Module 2: Chapter 3 - Supervised Learning for Numerical Data- Part 1, Econometric Techniques Flashcards
Linear Regression / Machine Learning
Describe the OLS regression term in ML parlance
y is a linear function of x and an unobservable error term
y is the target
u is the unobservable error term with mean zero and constant variance
β0 is a parameter to be estimated
β0 is the intercept parameter
β0 is known as the bias (ML)
value that y would take if x were zero
β1 is a parameter to be estimated
β1 measures the impact on y of a unit change in x
β1 is the weight (ML)
The index i for each variable, or feature, denotes the observation number (i = 1, …..N where N is the total number of data points, or instances available for each variable)

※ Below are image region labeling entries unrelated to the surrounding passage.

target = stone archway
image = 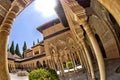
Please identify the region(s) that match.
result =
[0,0,120,80]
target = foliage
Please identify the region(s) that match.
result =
[15,44,21,57]
[33,41,35,46]
[10,41,15,54]
[37,39,40,43]
[23,41,27,52]
[22,41,27,58]
[29,68,59,80]
[66,61,73,69]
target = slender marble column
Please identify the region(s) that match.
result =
[0,29,10,80]
[81,39,95,80]
[82,19,106,80]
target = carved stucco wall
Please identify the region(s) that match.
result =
[88,0,119,58]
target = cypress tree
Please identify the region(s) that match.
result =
[33,41,35,46]
[15,44,21,57]
[23,41,27,52]
[10,41,15,55]
[22,41,27,58]
[37,39,40,43]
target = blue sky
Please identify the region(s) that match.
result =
[9,0,57,52]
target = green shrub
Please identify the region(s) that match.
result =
[66,61,73,69]
[29,68,59,80]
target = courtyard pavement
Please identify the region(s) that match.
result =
[10,58,120,80]
[10,73,28,80]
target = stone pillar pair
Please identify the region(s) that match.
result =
[79,18,106,80]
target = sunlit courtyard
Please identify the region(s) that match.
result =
[0,0,120,80]
[10,73,28,80]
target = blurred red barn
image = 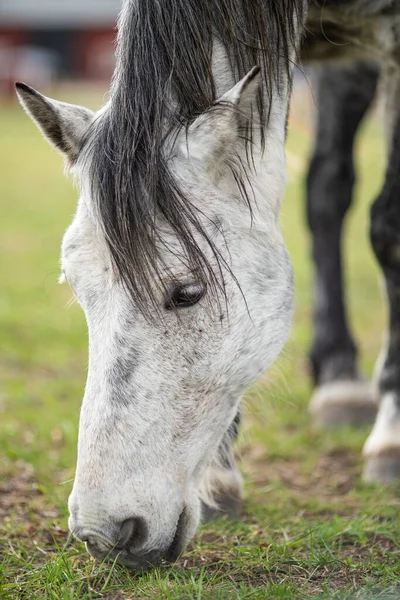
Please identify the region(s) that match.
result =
[0,0,121,93]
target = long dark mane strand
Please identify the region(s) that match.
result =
[83,0,303,313]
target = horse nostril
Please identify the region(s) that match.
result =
[118,517,147,548]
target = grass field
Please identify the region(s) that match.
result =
[0,85,400,600]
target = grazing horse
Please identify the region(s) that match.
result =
[17,0,400,567]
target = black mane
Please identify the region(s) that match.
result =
[83,0,303,311]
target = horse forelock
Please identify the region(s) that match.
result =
[79,0,303,313]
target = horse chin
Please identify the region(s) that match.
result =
[164,499,201,562]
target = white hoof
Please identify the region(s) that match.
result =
[363,393,400,483]
[310,380,378,428]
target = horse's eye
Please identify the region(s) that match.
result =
[164,283,206,310]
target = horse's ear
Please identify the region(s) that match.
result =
[180,67,260,175]
[15,83,94,164]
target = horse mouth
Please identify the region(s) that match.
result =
[85,506,192,570]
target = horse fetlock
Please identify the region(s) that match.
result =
[309,380,378,428]
[363,392,400,483]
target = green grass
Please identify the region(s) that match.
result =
[0,85,400,600]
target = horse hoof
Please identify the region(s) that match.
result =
[364,448,400,483]
[310,381,378,429]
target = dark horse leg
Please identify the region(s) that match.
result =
[364,66,400,483]
[307,63,378,426]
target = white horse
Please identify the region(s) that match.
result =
[17,0,400,567]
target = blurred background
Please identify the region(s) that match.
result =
[0,0,121,100]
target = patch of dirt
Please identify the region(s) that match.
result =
[240,446,360,498]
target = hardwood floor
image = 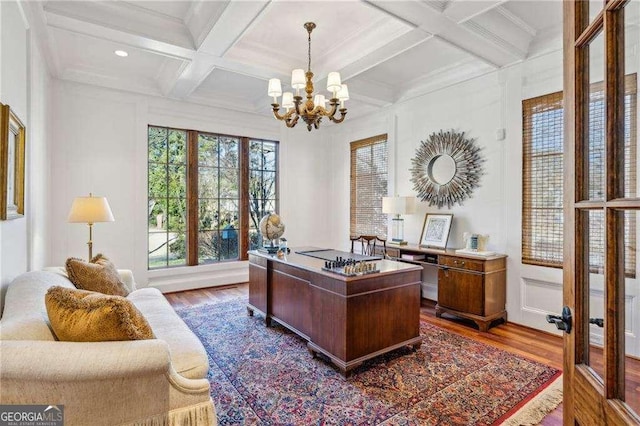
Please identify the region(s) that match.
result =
[165,284,562,426]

What are the three methods to estimate parameters of a regression model?
(1) Least squares
(2) Maximum likelihood
(3) The method of moments
Explain linearity in the context of regression
The model is both linear in the parameters (the equation is a linear function of β0 and β1) and linear in the variables (linear with respect to y and x). To use OLS, the model must be linear in the parameters, although it does not necessarily have to be linear in the features.
How many parameters does a multiple regression model estimate?
In the multiple linear regression model, there will be m + 1 parameters (m ≥ 1) to estimate: one for the intercept, β0, and one for each of the m slope parameters (plus potential interaction or power terms)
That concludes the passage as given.